Fitness enthusiasts often covet, yet misunderstand, the concept of muscle tone and definition. Exercise physiologists define tone as the minute contractions in your muscles when your body is at rest. Fitness professionals might use the word "definition" to describe the visibility of your muscle tone. Because a layer of excess body fat around your muscles hides any muscular definition, the ideal muscle toning program combines resistance training with aerobic exercise and dietary modification.
Lat Pulldown
Unless you are extremely overweight, you probably do not have excess body fat accumulation around your upper back. Exercises that engage these muscle group thus produce satisfying results in a relatively short time frame. The lat pulldown, for example, works the latissimus dorsi, which runs down the side of your back, and the rhomboids, which pull your shoulder blades together. Your biceps assist the movement. Sit upright and reach for the bar. Bend your elbows and bring the bar down to your chest. Return with control.
Cable Push-Pull
During the cable push-pull exercise, your body works as a unit and performs important, yet often neglected, rotational movements. This full-body exercise engages your obliques, your hip rotators and your arm, shoulder and upper back muscles. Set up the cable machine with one high pulley and one low pulley. Stand facing the low pulley and step back with your left leg.

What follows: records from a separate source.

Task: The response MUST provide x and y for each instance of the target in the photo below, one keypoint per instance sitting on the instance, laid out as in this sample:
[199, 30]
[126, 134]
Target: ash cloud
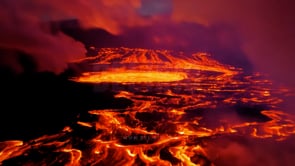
[26, 27]
[266, 28]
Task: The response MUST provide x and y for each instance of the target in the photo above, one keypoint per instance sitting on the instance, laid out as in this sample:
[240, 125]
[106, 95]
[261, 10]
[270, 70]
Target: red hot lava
[181, 106]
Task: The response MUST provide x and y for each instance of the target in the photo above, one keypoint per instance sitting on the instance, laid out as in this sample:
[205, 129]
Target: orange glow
[132, 76]
[178, 106]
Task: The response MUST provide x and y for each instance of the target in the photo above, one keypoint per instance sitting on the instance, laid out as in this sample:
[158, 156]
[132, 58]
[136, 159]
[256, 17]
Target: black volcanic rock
[43, 103]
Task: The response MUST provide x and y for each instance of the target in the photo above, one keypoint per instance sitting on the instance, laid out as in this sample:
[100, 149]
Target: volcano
[185, 109]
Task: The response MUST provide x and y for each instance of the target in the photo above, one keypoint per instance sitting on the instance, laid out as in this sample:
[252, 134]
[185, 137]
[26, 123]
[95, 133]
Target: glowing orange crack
[132, 76]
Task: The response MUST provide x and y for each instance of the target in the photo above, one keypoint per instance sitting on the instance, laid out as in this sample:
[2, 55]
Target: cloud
[266, 28]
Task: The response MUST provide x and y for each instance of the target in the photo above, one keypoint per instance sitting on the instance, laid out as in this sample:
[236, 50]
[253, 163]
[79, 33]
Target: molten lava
[181, 104]
[132, 77]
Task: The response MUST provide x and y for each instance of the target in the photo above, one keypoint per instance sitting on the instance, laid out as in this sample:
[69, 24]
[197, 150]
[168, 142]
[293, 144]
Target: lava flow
[181, 104]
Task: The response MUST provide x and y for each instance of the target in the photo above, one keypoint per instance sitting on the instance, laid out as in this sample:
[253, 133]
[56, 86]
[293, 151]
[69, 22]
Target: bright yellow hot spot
[131, 76]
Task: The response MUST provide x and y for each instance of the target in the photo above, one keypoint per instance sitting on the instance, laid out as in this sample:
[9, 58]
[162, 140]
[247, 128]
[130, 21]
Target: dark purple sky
[262, 31]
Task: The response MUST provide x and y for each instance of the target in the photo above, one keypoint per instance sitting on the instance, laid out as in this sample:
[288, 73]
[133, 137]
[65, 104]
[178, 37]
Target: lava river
[182, 107]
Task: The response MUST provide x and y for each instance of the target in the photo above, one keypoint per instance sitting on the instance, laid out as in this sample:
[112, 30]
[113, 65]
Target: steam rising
[25, 27]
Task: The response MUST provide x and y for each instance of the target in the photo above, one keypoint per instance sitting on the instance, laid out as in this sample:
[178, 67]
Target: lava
[132, 76]
[180, 104]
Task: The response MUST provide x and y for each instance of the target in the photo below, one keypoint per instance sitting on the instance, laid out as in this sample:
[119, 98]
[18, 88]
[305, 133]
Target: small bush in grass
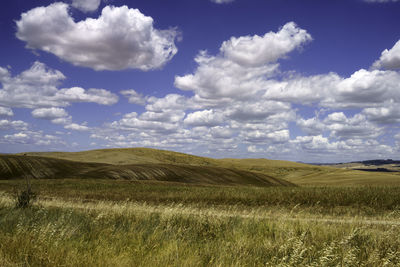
[25, 198]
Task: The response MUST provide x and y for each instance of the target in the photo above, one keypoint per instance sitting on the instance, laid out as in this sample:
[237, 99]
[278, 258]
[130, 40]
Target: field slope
[14, 167]
[298, 173]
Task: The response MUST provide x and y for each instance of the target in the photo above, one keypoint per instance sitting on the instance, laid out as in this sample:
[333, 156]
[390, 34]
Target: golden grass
[61, 232]
[298, 173]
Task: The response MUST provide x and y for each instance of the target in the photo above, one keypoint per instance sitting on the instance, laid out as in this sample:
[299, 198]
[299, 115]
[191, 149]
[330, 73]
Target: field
[336, 220]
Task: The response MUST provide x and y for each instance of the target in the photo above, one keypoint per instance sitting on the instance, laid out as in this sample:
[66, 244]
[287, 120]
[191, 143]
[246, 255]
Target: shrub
[25, 198]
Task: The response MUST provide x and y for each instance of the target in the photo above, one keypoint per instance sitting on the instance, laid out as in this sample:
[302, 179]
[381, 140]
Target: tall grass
[122, 223]
[369, 199]
[81, 235]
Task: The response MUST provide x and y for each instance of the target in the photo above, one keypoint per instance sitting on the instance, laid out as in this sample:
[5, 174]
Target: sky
[300, 80]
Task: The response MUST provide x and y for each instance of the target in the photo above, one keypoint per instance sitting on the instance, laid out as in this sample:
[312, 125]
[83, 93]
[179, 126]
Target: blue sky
[302, 80]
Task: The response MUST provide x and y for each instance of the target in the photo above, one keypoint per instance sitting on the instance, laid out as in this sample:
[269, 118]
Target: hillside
[298, 173]
[17, 167]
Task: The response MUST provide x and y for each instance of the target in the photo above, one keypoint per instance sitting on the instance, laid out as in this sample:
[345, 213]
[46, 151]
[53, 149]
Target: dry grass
[301, 174]
[58, 232]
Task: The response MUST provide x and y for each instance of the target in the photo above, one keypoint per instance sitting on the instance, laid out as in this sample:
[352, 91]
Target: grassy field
[127, 223]
[297, 173]
[146, 207]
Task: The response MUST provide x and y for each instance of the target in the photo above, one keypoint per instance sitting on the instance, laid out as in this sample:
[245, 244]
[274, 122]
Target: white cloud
[134, 97]
[37, 87]
[204, 118]
[77, 94]
[15, 125]
[390, 59]
[86, 5]
[389, 113]
[121, 38]
[37, 138]
[243, 66]
[254, 51]
[49, 113]
[222, 1]
[380, 1]
[76, 127]
[6, 111]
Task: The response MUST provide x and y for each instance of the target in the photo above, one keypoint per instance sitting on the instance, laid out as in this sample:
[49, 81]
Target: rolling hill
[297, 173]
[18, 167]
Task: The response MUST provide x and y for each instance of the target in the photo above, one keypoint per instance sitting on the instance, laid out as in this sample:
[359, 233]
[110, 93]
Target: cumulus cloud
[257, 50]
[14, 125]
[37, 87]
[120, 38]
[77, 127]
[390, 59]
[222, 1]
[6, 111]
[86, 5]
[32, 138]
[244, 64]
[245, 104]
[49, 113]
[204, 118]
[380, 1]
[134, 97]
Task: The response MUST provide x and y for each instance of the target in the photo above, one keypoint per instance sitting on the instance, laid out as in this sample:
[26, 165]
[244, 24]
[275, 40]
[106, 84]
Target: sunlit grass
[121, 223]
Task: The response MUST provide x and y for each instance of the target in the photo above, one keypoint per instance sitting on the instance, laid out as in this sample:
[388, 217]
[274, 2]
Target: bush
[24, 199]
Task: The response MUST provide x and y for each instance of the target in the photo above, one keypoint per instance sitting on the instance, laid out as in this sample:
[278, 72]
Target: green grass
[298, 173]
[18, 167]
[74, 232]
[373, 199]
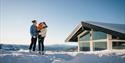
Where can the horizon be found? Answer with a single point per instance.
(61, 16)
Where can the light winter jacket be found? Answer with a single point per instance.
(43, 32)
(33, 30)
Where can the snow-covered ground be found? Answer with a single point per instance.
(23, 56)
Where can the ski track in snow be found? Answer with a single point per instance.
(114, 56)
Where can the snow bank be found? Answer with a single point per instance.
(114, 56)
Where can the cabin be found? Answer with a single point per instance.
(96, 36)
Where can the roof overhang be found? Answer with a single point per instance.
(88, 26)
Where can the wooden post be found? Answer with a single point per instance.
(109, 42)
(78, 44)
(91, 40)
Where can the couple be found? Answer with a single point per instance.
(40, 33)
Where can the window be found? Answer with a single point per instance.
(85, 37)
(99, 35)
(118, 45)
(102, 45)
(84, 42)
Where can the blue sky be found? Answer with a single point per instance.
(60, 15)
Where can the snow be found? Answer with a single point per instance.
(116, 27)
(23, 56)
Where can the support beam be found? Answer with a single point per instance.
(91, 40)
(109, 42)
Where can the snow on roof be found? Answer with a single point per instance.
(115, 27)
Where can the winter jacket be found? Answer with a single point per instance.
(33, 30)
(43, 32)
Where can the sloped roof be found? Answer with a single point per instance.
(110, 28)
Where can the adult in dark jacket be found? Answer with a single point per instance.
(34, 33)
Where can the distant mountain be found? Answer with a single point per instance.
(56, 47)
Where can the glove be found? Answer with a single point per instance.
(34, 36)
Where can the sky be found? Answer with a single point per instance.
(61, 17)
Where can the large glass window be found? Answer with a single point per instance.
(102, 45)
(99, 35)
(84, 46)
(118, 45)
(99, 41)
(99, 44)
(85, 37)
(84, 42)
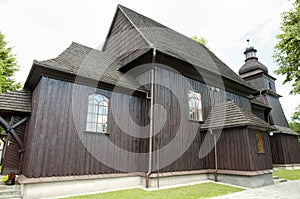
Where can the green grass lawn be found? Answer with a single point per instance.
(288, 174)
(205, 190)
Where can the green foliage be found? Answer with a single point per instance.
(288, 174)
(200, 40)
(8, 66)
(295, 124)
(205, 190)
(287, 50)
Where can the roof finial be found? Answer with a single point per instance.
(250, 51)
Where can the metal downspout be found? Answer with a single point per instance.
(216, 156)
(151, 117)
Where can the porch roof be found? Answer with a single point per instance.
(16, 101)
(228, 114)
(284, 130)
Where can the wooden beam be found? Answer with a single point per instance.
(11, 131)
(19, 122)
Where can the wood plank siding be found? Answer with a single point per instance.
(277, 113)
(285, 149)
(57, 143)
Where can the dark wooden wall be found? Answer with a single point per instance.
(12, 161)
(260, 161)
(237, 150)
(277, 111)
(285, 149)
(56, 142)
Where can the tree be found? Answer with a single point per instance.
(200, 40)
(287, 50)
(287, 55)
(8, 66)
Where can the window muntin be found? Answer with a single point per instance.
(195, 106)
(97, 113)
(260, 142)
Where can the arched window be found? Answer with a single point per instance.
(97, 113)
(195, 106)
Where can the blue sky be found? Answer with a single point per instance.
(41, 29)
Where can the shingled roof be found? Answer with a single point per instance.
(91, 63)
(228, 114)
(19, 101)
(252, 65)
(175, 44)
(284, 130)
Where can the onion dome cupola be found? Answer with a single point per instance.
(251, 62)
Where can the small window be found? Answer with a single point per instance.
(270, 85)
(195, 106)
(260, 142)
(97, 113)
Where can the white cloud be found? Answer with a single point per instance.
(41, 29)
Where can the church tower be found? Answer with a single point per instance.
(258, 76)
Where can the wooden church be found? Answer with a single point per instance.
(150, 108)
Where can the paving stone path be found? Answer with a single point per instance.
(286, 190)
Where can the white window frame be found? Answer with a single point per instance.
(195, 106)
(97, 113)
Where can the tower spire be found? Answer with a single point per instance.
(250, 52)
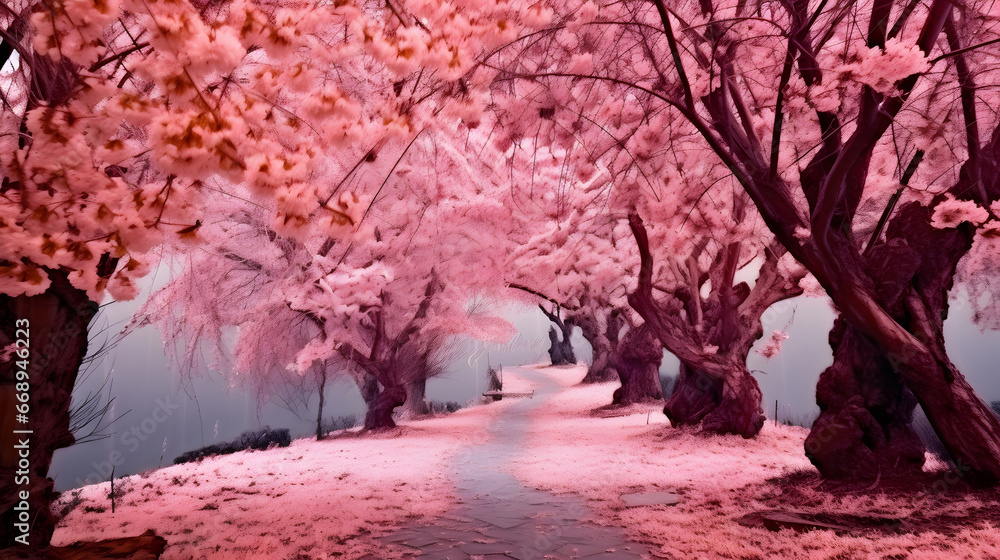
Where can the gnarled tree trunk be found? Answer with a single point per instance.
(322, 401)
(379, 415)
(416, 397)
(731, 406)
(604, 345)
(57, 328)
(863, 429)
(638, 365)
(560, 350)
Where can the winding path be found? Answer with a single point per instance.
(501, 519)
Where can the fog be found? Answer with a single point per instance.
(156, 417)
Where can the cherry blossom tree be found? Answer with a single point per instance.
(118, 113)
(384, 303)
(578, 79)
(817, 111)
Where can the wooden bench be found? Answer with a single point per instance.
(530, 395)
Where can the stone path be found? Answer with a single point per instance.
(500, 519)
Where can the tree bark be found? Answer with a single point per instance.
(864, 427)
(379, 415)
(416, 397)
(58, 323)
(729, 406)
(638, 366)
(322, 400)
(560, 351)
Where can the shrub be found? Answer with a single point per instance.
(261, 439)
(339, 423)
(442, 407)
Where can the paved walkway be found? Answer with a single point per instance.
(500, 519)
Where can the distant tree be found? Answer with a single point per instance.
(816, 112)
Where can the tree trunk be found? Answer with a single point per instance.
(600, 370)
(416, 397)
(379, 415)
(695, 395)
(58, 322)
(369, 387)
(731, 406)
(322, 400)
(638, 366)
(560, 351)
(556, 355)
(863, 429)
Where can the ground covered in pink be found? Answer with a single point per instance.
(326, 499)
(723, 480)
(334, 498)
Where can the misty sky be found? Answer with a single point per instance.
(158, 416)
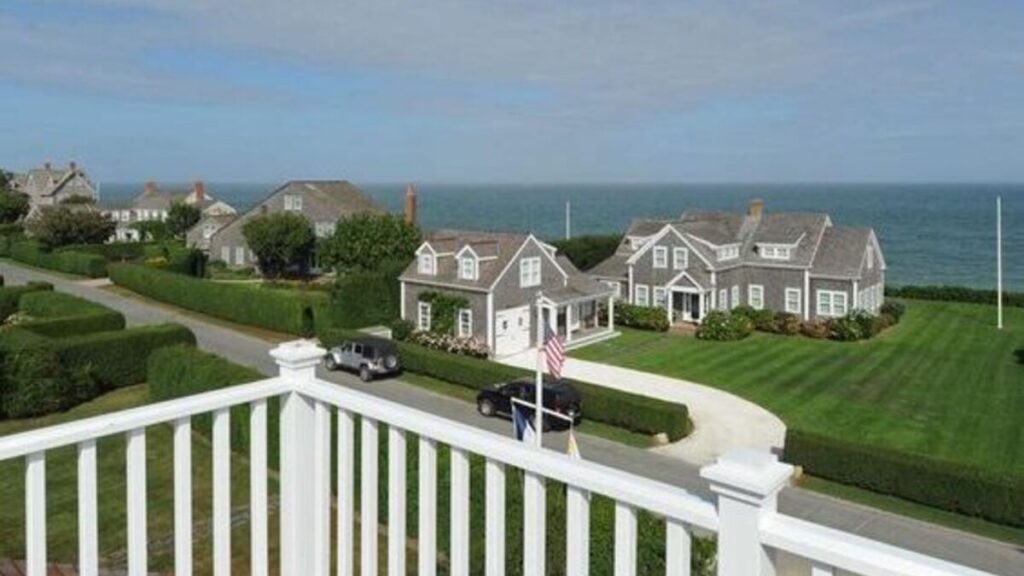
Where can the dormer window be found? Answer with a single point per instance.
(467, 268)
(427, 263)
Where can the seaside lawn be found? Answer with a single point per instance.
(944, 382)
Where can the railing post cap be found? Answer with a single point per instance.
(298, 354)
(748, 472)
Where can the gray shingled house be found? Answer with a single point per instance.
(795, 262)
(499, 275)
(322, 202)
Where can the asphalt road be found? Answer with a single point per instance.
(242, 347)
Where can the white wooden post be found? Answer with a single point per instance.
(297, 362)
(748, 484)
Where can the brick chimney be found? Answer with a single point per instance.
(756, 208)
(411, 205)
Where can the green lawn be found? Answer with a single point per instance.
(944, 382)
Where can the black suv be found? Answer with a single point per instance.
(369, 357)
(558, 396)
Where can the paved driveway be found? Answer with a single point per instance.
(721, 420)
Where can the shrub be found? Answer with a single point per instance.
(949, 486)
(722, 327)
(289, 312)
(642, 318)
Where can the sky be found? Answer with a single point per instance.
(515, 90)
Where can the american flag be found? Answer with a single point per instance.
(554, 353)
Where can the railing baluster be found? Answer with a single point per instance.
(396, 501)
(428, 507)
(322, 490)
(368, 499)
(182, 497)
(346, 492)
(578, 532)
(460, 513)
(677, 548)
(137, 540)
(258, 535)
(35, 513)
(534, 526)
(88, 540)
(495, 519)
(221, 492)
(626, 539)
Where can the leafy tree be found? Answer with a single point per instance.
(283, 242)
(62, 224)
(180, 217)
(367, 242)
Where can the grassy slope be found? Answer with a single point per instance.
(944, 382)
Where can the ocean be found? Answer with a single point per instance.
(931, 234)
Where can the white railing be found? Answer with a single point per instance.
(751, 534)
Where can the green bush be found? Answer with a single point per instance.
(724, 327)
(289, 312)
(641, 318)
(59, 315)
(71, 261)
(948, 486)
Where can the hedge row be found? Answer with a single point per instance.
(71, 261)
(948, 486)
(59, 315)
(292, 313)
(637, 413)
(955, 294)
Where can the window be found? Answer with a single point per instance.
(641, 295)
(423, 317)
(426, 264)
(793, 297)
(529, 272)
(756, 296)
(680, 258)
(293, 202)
(660, 256)
(465, 323)
(659, 299)
(832, 302)
(467, 268)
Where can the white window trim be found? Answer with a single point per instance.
(641, 289)
(759, 302)
(423, 316)
(660, 257)
(800, 297)
(680, 254)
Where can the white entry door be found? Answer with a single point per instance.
(511, 331)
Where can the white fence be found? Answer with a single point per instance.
(751, 533)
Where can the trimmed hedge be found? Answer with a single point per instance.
(949, 486)
(59, 315)
(71, 261)
(637, 413)
(955, 294)
(281, 311)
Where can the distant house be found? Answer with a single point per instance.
(49, 186)
(499, 276)
(322, 202)
(154, 204)
(795, 262)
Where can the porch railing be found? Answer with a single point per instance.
(750, 531)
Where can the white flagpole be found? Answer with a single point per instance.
(998, 259)
(539, 396)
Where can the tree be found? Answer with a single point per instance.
(367, 242)
(283, 243)
(181, 217)
(62, 224)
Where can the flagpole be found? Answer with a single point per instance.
(539, 395)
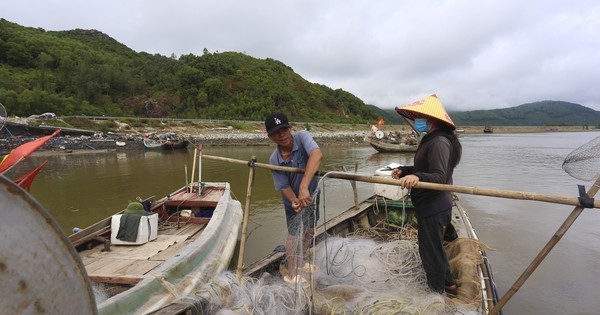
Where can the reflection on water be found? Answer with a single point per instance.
(81, 189)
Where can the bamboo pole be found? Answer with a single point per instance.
(508, 194)
(193, 169)
(245, 221)
(544, 252)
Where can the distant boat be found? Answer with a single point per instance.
(154, 144)
(392, 142)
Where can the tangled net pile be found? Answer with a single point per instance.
(353, 275)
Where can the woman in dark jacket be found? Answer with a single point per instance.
(437, 155)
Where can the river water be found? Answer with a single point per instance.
(78, 190)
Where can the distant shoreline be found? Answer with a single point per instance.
(324, 134)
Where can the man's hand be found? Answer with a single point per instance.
(409, 181)
(296, 206)
(304, 198)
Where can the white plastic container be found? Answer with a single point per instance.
(147, 230)
(388, 191)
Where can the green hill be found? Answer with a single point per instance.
(87, 72)
(544, 113)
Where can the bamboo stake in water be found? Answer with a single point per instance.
(245, 221)
(193, 169)
(521, 195)
(544, 252)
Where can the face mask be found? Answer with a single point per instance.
(421, 125)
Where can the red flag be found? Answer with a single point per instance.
(26, 180)
(23, 151)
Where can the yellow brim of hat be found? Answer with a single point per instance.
(429, 106)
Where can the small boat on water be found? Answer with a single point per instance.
(188, 237)
(156, 144)
(392, 141)
(389, 147)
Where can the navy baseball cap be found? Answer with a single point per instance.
(276, 121)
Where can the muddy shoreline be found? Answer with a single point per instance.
(134, 140)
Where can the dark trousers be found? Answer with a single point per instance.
(431, 249)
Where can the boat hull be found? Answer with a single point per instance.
(185, 267)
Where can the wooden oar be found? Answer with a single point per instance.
(545, 251)
(245, 221)
(508, 194)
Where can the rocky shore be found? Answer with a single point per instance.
(212, 134)
(135, 141)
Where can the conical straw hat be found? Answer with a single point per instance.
(430, 106)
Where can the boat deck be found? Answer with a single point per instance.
(128, 264)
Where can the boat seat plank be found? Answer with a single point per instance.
(145, 251)
(184, 229)
(138, 267)
(104, 265)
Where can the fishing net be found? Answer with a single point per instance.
(3, 116)
(352, 275)
(584, 162)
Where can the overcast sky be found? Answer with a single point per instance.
(474, 54)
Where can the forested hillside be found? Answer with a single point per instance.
(544, 113)
(86, 72)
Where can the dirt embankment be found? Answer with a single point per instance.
(220, 134)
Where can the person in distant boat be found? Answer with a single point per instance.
(435, 159)
(297, 150)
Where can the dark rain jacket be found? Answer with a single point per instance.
(432, 164)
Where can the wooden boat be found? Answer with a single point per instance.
(477, 291)
(154, 144)
(197, 235)
(475, 279)
(393, 141)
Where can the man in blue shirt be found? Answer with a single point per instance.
(297, 150)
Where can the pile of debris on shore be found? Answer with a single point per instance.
(70, 140)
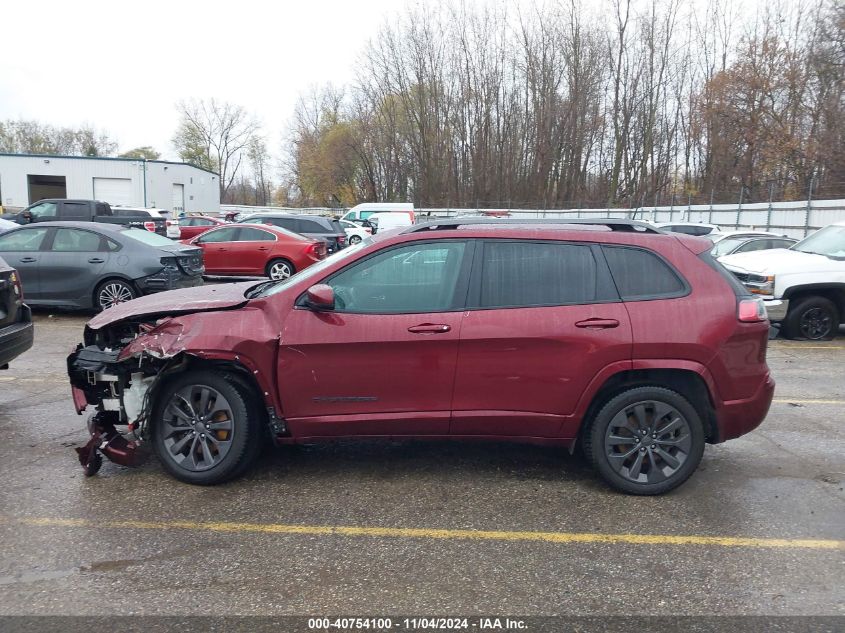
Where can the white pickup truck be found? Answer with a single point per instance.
(803, 287)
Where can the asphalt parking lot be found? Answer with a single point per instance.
(424, 528)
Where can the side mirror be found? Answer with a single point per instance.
(320, 297)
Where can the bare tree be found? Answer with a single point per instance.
(214, 135)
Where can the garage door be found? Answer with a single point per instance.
(178, 204)
(115, 191)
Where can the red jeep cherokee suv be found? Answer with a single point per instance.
(610, 334)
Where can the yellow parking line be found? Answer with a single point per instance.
(805, 401)
(426, 533)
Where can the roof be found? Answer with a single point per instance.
(130, 160)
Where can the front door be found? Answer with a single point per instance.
(544, 319)
(383, 362)
(72, 265)
(21, 249)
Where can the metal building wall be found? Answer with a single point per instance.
(201, 188)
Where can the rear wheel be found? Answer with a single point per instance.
(646, 441)
(812, 318)
(206, 429)
(280, 269)
(112, 292)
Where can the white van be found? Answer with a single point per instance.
(364, 210)
(389, 220)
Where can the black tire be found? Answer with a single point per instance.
(615, 441)
(179, 440)
(281, 268)
(111, 292)
(812, 318)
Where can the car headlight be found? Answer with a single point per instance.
(761, 284)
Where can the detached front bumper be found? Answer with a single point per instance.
(17, 337)
(776, 309)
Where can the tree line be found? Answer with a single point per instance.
(465, 106)
(616, 103)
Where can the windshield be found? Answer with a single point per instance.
(272, 287)
(148, 237)
(829, 241)
(726, 245)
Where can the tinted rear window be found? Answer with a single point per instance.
(640, 274)
(525, 274)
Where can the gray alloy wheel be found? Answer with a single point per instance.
(206, 426)
(646, 440)
(279, 269)
(197, 428)
(113, 292)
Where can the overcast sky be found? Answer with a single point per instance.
(122, 67)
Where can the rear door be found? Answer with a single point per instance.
(21, 248)
(249, 253)
(217, 249)
(72, 265)
(543, 320)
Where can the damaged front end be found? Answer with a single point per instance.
(116, 371)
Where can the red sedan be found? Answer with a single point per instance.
(237, 249)
(195, 225)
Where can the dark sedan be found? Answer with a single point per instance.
(94, 265)
(15, 317)
(316, 227)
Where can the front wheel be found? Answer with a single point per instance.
(113, 292)
(205, 429)
(812, 318)
(280, 269)
(646, 441)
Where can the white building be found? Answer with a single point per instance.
(27, 178)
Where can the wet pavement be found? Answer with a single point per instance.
(379, 527)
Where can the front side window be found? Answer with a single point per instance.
(22, 240)
(221, 235)
(417, 278)
(44, 210)
(249, 234)
(76, 241)
(533, 274)
(641, 275)
(75, 210)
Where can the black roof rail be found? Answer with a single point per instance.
(614, 224)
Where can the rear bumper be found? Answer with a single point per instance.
(164, 281)
(738, 417)
(16, 338)
(776, 309)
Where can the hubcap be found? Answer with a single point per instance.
(648, 442)
(198, 426)
(112, 294)
(816, 323)
(279, 271)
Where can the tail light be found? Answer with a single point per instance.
(317, 249)
(751, 310)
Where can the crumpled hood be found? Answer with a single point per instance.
(199, 299)
(779, 261)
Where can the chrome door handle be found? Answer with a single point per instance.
(430, 328)
(597, 324)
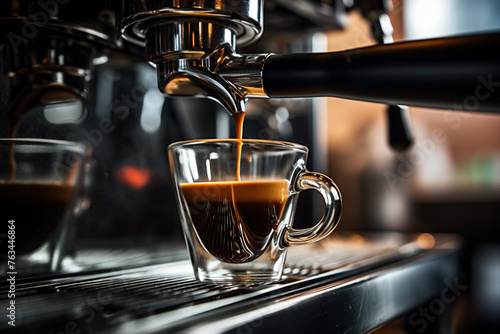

Reach up and grab the high pulley with your left hand, and hold the low pulley with your right hand. Bend your right elbow and move it behind your body. Simultaneously straighten your left arm and reach forward. Rotate your right hip and rib backward and your left hip and rib forward. Finish one set, then switch sides.
Gliding Pushup
Finding an exercise that works your pectoral muscles, your core and your triceps is no easy feat. The gliding pushup, which combines the benefits of the chest press, the chest fly and the plank, proves that one exercise can do it all. It requires a slippery surface, such as a slide board or a newly waxed floor; a set of gliding discs; or a pair of slide board booties. If you do not have either of these products, two hand towels will suffice. Place both hands in the booties or on top of the towels or discs. Assume a pushup position and engage your core for spinal stability. Bend your elbows to perform the pushup, and slide your hands together as you straighten your arms.
Adductor Ball Bridge
The adductor ball bridge engages your core muscles, hamstrings, gluteals, inner thighs, and internal and external hip rotators. Lie supine with your legs extended and the stability ball between your lower legs. As you lift each vertebra from the floor to create a spinal bridge, squeeze your inner thighs toward each other. For your next set, use your external hip rotators to turn your legs out as you ascend into the bridge. Turn your legs in their hip sockets so that your heels face the ball and your feet turn away from each other. Turn your legs back to parallel alignment as you imprint each vertebra back into the floor.